Member of the Provincial Assembly of Punjab
- Incumbent
- Assumed office 24 February 2024

Personal details
- Political party: PMLN (2008-present)

= Zia Ullah Shah =

Pakistani politician and businessman

Zia Ullah Shah is a Pakistani politician who has been a Member of the Provincial Assembly of the Punjab since 2024. Previously, he served as a member of the Punjab Assembly from 2008 to 2013.

==Early life and education==
He was born on 22 August 1973. He has a BA degree and did graduated from University of the Punjab in 1994.

He served as a chairman of Water and Sanitation Agency.

==Political career==
He served as Nazim of Rawalpindi District Council from 2001 to 2005 and again from 2005 to 2008 before getting elected to the Provincial Assembly of the Punjab as a candidate of Pakistan Muslim League (N) (PML-N) from Constituency PP-11 Rawalpindi-V in the 2008 Pakistani general election.

In the 2013 Pakistani general election, he contested for the Punjab Assembly seat as a candidate of PML-N from constituency PP-11 Rawalpindi-XI but was defeated by Raja Rashid Hafeez, a candidate of Pakistan Tehreek-e-Insaf (PTI).

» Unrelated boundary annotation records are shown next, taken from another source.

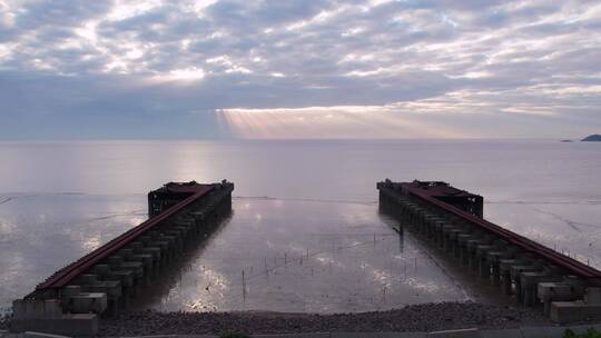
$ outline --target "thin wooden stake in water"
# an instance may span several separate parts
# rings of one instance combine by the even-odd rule
[[[246,300],[246,277],[244,276],[244,270],[243,270],[243,298],[244,300]]]

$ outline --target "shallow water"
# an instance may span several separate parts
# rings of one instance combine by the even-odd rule
[[[142,221],[145,193],[169,180],[227,178],[236,183],[236,198],[233,218],[194,254],[180,280],[165,282],[165,294],[147,304],[155,308],[328,312],[479,297],[482,290],[457,287],[461,276],[432,261],[410,231],[401,252],[394,225],[377,213],[375,182],[387,177],[446,180],[481,193],[487,219],[599,267],[599,146],[0,142],[0,307]],[[415,258],[412,275],[405,267]],[[260,272],[265,259],[275,269],[269,280]]]

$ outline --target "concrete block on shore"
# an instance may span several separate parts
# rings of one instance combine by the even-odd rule
[[[520,329],[481,330],[481,338],[522,338]]]
[[[476,328],[461,329],[461,330],[446,330],[446,331],[433,331],[427,334],[427,337],[435,338],[480,338],[480,330]]]
[[[601,319],[601,305],[588,305],[582,300],[551,302],[551,320],[561,324],[578,322],[584,319]]]

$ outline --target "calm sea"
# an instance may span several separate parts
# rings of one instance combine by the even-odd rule
[[[141,307],[361,311],[489,299],[377,212],[378,180],[445,180],[485,218],[601,267],[601,145],[546,140],[0,142],[0,307],[146,219],[167,181],[234,213]],[[245,280],[242,280],[242,275]]]

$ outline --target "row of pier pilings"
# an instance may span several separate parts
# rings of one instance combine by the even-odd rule
[[[59,289],[13,301],[11,331],[95,335],[98,318],[127,309],[186,250],[199,245],[231,212],[231,189],[215,189],[145,231]]]
[[[518,305],[541,307],[558,322],[601,320],[601,288],[514,246],[442,208],[408,193],[378,187],[380,208],[413,226],[440,252],[469,268],[483,284],[497,286]]]

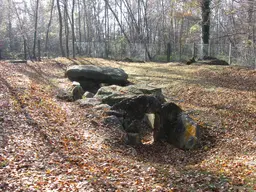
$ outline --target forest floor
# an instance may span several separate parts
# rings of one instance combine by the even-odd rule
[[[198,149],[124,145],[102,111],[56,99],[68,65],[123,68],[202,126]],[[0,191],[254,191],[256,71],[57,58],[0,61]]]

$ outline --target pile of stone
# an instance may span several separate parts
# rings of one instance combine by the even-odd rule
[[[71,66],[66,76],[72,88],[59,98],[81,106],[108,109],[104,122],[121,129],[126,143],[139,145],[153,133],[154,142],[167,141],[182,149],[199,142],[200,128],[178,105],[166,102],[160,88],[129,85],[128,75],[118,68]]]

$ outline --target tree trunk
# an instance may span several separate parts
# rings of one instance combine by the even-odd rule
[[[210,39],[210,3],[211,0],[202,0],[201,2],[203,57],[208,55],[208,49],[205,47],[205,45],[209,44]]]
[[[49,52],[48,51],[48,43],[49,43],[50,27],[51,27],[51,24],[52,24],[53,8],[54,8],[54,0],[52,0],[50,19],[49,19],[49,22],[48,22],[48,25],[47,25],[47,31],[46,31],[46,35],[45,35],[46,37],[45,37],[45,48],[44,48],[44,51],[47,54],[47,56],[48,56],[48,52]]]
[[[36,16],[35,16],[35,29],[34,29],[33,59],[36,59],[38,7],[39,7],[39,0],[36,1],[36,10],[35,10]]]
[[[61,15],[61,9],[60,9],[60,0],[57,0],[57,8],[58,8],[58,13],[59,13],[59,25],[60,25],[60,31],[59,31],[59,41],[60,41],[60,51],[61,51],[61,55],[62,57],[65,57],[65,52],[63,49],[63,43],[62,43],[62,15]]]
[[[72,0],[72,12],[71,12],[71,30],[72,30],[72,56],[76,57],[75,50],[75,19],[74,19],[74,11],[75,11],[75,0]]]
[[[65,1],[64,4],[64,26],[65,26],[65,39],[66,39],[66,56],[69,58],[69,26],[68,26],[68,2]]]

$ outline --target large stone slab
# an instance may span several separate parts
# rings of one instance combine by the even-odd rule
[[[200,139],[200,127],[174,103],[165,103],[162,106],[161,130],[158,139],[182,149],[193,149]]]
[[[159,99],[161,103],[165,101],[164,95],[162,94],[162,90],[160,88],[135,85],[129,85],[126,87],[117,85],[104,86],[98,90],[94,97],[99,98],[103,103],[112,106],[122,100],[130,99],[139,95],[152,95]]]
[[[95,65],[73,65],[65,74],[71,81],[93,80],[97,83],[127,84],[128,75],[123,69]]]

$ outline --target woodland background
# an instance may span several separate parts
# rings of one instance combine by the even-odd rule
[[[30,58],[40,43],[47,57],[166,61],[169,43],[170,61],[201,58],[206,49],[254,66],[255,18],[253,0],[1,0],[0,46],[5,58],[23,57],[26,40]]]

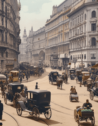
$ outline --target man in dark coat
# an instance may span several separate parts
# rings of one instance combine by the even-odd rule
[[[2,120],[2,115],[3,115],[3,104],[1,103],[0,100],[0,120]]]

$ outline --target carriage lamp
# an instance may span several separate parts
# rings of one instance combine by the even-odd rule
[[[2,123],[0,122],[0,126],[2,126]]]

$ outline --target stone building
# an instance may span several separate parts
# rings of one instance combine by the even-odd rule
[[[32,42],[33,42],[33,27],[29,32],[26,44],[26,60],[32,65]]]
[[[45,44],[46,44],[45,27],[42,27],[34,32],[32,38],[33,65],[45,63]]]
[[[68,17],[71,62],[76,58],[77,67],[98,63],[98,1],[74,0]]]
[[[23,33],[23,37],[22,37],[22,42],[19,46],[19,51],[20,51],[20,54],[19,54],[19,63],[21,62],[27,62],[27,59],[26,59],[26,46],[27,46],[27,33],[26,33],[26,29],[24,29],[24,33]]]
[[[17,0],[0,0],[0,71],[18,64],[20,8]]]
[[[72,0],[53,6],[52,15],[46,22],[45,64],[66,66],[69,62],[69,18]]]

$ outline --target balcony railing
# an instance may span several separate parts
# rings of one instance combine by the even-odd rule
[[[13,45],[9,44],[9,43],[5,43],[5,42],[0,42],[0,47],[2,48],[9,48],[9,49],[12,49],[12,50],[15,50],[16,52],[19,52],[19,49],[14,47]]]

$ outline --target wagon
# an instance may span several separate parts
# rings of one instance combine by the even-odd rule
[[[14,106],[16,106],[15,102],[14,102],[15,94],[20,93],[23,90],[23,88],[24,88],[24,85],[19,82],[14,82],[14,83],[8,84],[8,87],[4,94],[5,104],[7,104],[7,100],[9,100],[10,102],[13,102]]]
[[[74,80],[75,79],[75,69],[70,69],[70,79]]]
[[[79,98],[78,98],[78,94],[77,93],[70,93],[70,97],[69,97],[70,101],[72,102],[73,100],[75,101],[79,101]]]
[[[79,111],[77,111],[77,109],[79,109],[80,106],[76,107],[76,109],[74,110],[74,119],[75,121],[78,122],[78,126],[80,126],[80,122],[81,121],[91,121],[92,126],[95,125],[95,117],[94,117],[94,110],[92,110],[91,108],[87,109],[87,108],[81,108]]]
[[[27,91],[27,102],[17,102],[16,111],[19,116],[22,112],[28,112],[30,115],[39,119],[40,114],[44,114],[46,119],[50,119],[52,111],[50,107],[51,93],[46,90],[28,90]]]
[[[87,85],[87,79],[88,78],[90,78],[90,72],[87,72],[87,71],[83,71],[82,72],[82,84],[84,85],[84,86],[86,86]]]

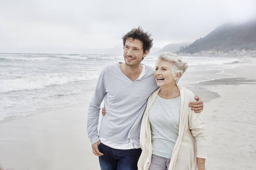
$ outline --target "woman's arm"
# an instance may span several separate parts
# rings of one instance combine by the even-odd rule
[[[206,158],[207,133],[202,114],[201,113],[196,114],[193,110],[189,109],[188,125],[192,135],[196,140],[198,170],[204,170]]]
[[[204,170],[206,167],[206,159],[197,158],[197,167],[198,170]]]

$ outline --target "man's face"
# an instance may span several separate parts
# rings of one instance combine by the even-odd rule
[[[126,65],[134,66],[139,65],[142,58],[147,54],[147,51],[143,52],[143,44],[142,41],[132,38],[126,40],[123,49],[123,56]]]

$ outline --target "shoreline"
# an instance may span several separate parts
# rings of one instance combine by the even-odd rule
[[[204,102],[207,167],[253,169],[256,67],[244,64],[224,72],[236,77],[200,84],[220,95]],[[0,168],[99,169],[86,132],[87,107],[84,103],[0,124]]]

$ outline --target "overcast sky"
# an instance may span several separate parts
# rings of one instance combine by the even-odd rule
[[[111,48],[139,25],[152,34],[154,46],[162,48],[255,16],[255,0],[0,0],[0,52]]]

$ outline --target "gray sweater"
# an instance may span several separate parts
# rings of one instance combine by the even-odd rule
[[[101,120],[99,136],[118,144],[128,143],[130,139],[138,143],[147,98],[158,88],[150,66],[146,66],[145,75],[134,82],[122,72],[119,63],[106,67],[88,109],[87,131],[92,144],[99,140],[97,126],[103,99],[107,114]]]

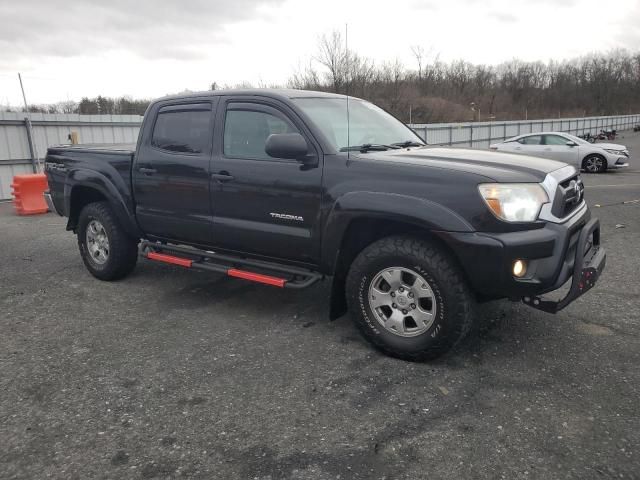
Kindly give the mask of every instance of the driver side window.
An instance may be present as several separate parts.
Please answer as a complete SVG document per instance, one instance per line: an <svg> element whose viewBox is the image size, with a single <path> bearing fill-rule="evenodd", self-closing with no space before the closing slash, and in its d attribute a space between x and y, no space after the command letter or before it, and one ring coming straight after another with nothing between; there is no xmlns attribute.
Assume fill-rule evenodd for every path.
<svg viewBox="0 0 640 480"><path fill-rule="evenodd" d="M252 110L227 110L224 122L225 157L273 160L265 152L269 135L298 133L289 122L270 113Z"/></svg>
<svg viewBox="0 0 640 480"><path fill-rule="evenodd" d="M561 137L560 135L545 135L544 136L544 144L545 145L567 145L569 139Z"/></svg>
<svg viewBox="0 0 640 480"><path fill-rule="evenodd" d="M522 137L518 140L518 143L522 145L540 145L542 143L541 135L531 135L529 137Z"/></svg>

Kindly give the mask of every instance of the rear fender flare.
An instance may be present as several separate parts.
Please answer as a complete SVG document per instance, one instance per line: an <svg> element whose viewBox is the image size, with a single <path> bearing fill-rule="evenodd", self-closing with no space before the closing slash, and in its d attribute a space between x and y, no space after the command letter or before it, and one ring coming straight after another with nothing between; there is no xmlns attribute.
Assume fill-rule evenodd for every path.
<svg viewBox="0 0 640 480"><path fill-rule="evenodd" d="M122 178L109 178L102 173L83 168L70 171L64 185L64 208L68 215L71 213L73 191L78 187L90 188L100 193L109 202L118 221L126 232L135 238L142 236L132 209L127 205L127 202L120 193L120 190L126 192L129 188ZM69 217L67 230L74 228L75 225L72 224L71 217Z"/></svg>

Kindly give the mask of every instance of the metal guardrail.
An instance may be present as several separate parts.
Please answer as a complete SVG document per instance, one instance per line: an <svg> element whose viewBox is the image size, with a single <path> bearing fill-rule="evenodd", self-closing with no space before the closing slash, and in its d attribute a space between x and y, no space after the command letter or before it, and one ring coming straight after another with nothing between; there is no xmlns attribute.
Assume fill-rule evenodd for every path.
<svg viewBox="0 0 640 480"><path fill-rule="evenodd" d="M37 170L38 154L51 145L68 143L77 131L80 143L135 143L142 117L137 115L76 115L0 112L0 200L11 198L14 175ZM30 123L30 124L29 124ZM512 122L473 122L410 125L431 145L465 145L487 148L492 142L523 133L563 131L599 133L601 129L626 130L640 124L640 114Z"/></svg>
<svg viewBox="0 0 640 480"><path fill-rule="evenodd" d="M565 132L575 135L597 134L614 128L627 130L640 124L640 114L609 117L559 118L509 122L472 122L448 124L411 124L411 128L430 145L465 145L487 148L493 142L525 133Z"/></svg>

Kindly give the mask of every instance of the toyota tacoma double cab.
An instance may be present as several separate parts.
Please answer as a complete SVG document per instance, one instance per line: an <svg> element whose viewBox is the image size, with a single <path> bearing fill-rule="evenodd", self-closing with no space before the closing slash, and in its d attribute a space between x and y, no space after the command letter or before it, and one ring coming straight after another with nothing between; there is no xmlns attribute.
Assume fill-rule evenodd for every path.
<svg viewBox="0 0 640 480"><path fill-rule="evenodd" d="M45 169L45 199L98 279L140 257L281 288L329 277L331 318L348 310L374 346L409 360L460 341L478 302L555 313L605 265L574 167L430 147L336 94L162 98L137 145L52 147Z"/></svg>

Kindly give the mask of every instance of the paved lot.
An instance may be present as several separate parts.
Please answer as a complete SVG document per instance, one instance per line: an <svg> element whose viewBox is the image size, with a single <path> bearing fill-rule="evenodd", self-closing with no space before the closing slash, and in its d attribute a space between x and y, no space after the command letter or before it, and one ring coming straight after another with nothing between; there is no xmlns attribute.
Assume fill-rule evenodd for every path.
<svg viewBox="0 0 640 480"><path fill-rule="evenodd" d="M607 269L557 316L482 308L429 364L384 357L328 285L84 269L0 205L0 478L640 478L640 135L585 175ZM624 224L624 228L616 228Z"/></svg>

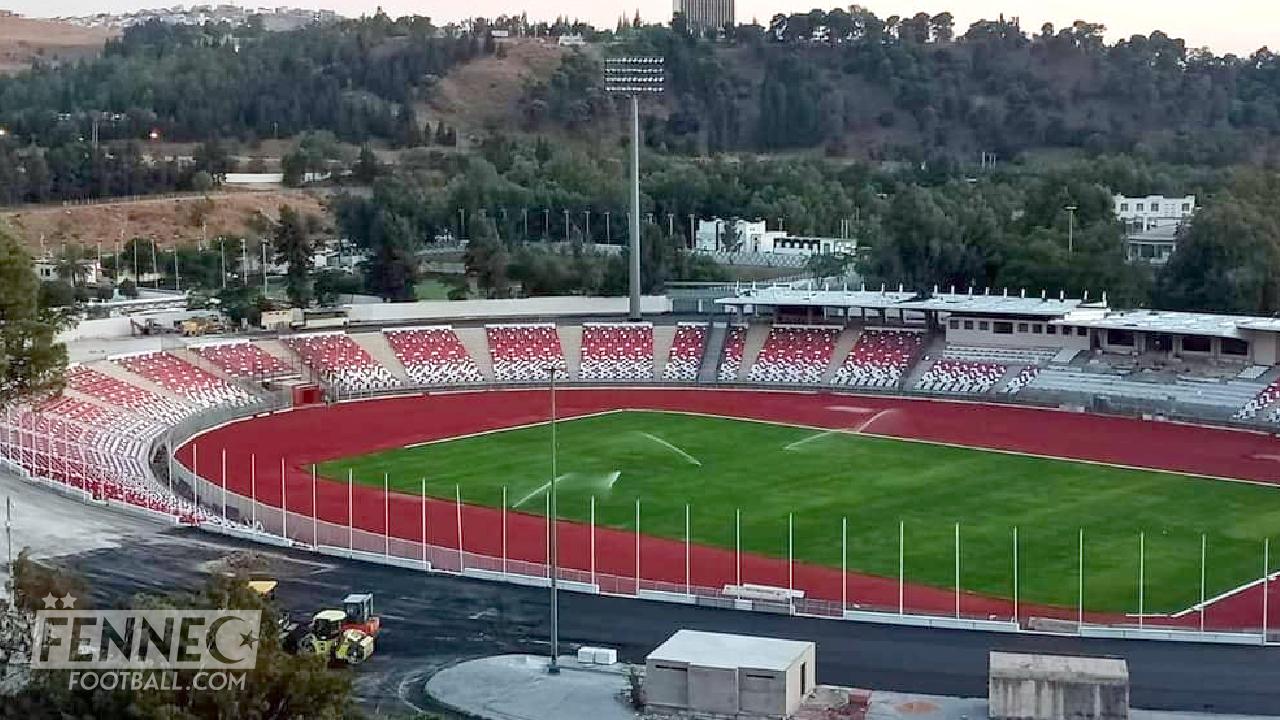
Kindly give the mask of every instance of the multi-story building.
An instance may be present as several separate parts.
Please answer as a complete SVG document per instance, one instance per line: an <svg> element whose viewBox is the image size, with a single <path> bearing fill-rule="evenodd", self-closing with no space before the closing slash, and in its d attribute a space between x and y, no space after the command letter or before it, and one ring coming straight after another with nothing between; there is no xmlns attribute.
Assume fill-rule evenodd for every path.
<svg viewBox="0 0 1280 720"><path fill-rule="evenodd" d="M1125 227L1129 260L1162 265L1178 250L1178 232L1196 214L1196 196L1125 197L1116 195L1115 213Z"/></svg>

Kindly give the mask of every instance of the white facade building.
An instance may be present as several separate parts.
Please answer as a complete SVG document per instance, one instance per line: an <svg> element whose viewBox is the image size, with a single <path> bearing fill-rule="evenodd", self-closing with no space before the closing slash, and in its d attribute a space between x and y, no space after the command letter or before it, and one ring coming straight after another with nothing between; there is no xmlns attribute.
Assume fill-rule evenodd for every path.
<svg viewBox="0 0 1280 720"><path fill-rule="evenodd" d="M1162 265L1178 250L1178 232L1196 214L1196 196L1114 196L1130 261Z"/></svg>

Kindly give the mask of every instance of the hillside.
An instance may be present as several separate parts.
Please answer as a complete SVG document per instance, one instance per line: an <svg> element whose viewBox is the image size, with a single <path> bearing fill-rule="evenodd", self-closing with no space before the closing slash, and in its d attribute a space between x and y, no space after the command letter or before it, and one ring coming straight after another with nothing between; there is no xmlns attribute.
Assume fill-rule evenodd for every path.
<svg viewBox="0 0 1280 720"><path fill-rule="evenodd" d="M252 233L255 218L265 215L275 219L283 204L321 215L324 206L315 193L302 191L216 192L207 196L164 197L32 208L0 213L4 222L18 231L18 237L38 246L44 238L46 247L63 243L86 247L113 247L122 234L125 238L147 237L161 247L195 242L219 234ZM204 228L201 227L204 225Z"/></svg>
<svg viewBox="0 0 1280 720"><path fill-rule="evenodd" d="M114 31L55 20L0 14L0 73L31 67L32 60L77 60L101 53Z"/></svg>

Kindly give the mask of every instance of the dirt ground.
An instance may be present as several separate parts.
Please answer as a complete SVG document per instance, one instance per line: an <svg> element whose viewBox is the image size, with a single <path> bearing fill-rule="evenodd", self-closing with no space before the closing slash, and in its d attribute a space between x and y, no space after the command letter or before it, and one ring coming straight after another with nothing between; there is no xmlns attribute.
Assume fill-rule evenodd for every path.
<svg viewBox="0 0 1280 720"><path fill-rule="evenodd" d="M33 58L74 60L96 55L116 31L0 14L0 73L31 65Z"/></svg>
<svg viewBox="0 0 1280 720"><path fill-rule="evenodd" d="M49 205L0 214L0 222L18 232L32 247L41 237L46 247L77 243L113 246L122 237L155 238L161 247L196 242L202 237L239 234L253 228L259 214L271 219L283 204L302 213L324 215L321 196L305 191L215 192L207 196L164 197Z"/></svg>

He was re-elected to the Provincial Assembly of the Punjab as a candidate of PML-N from Constituency PP-16 Rawalpindi-X in the 2024 Pakistani general election.

==Assets==
In 2011, it was reported that according to the declarations of assets submitted by Shah, he possessed a house valued at Rs15 million, business and agriculture property worth Rs10.5 million, and his wife owned 50 tola gold. However, Shah stated that he did not own a car and had a "negligible" amount in the bank. Additionally, he disclosed that he had loans amounting to Rs6.5 million to repay to banks. DAWN remarked Shah's claims of not owning a car were difficult to believe.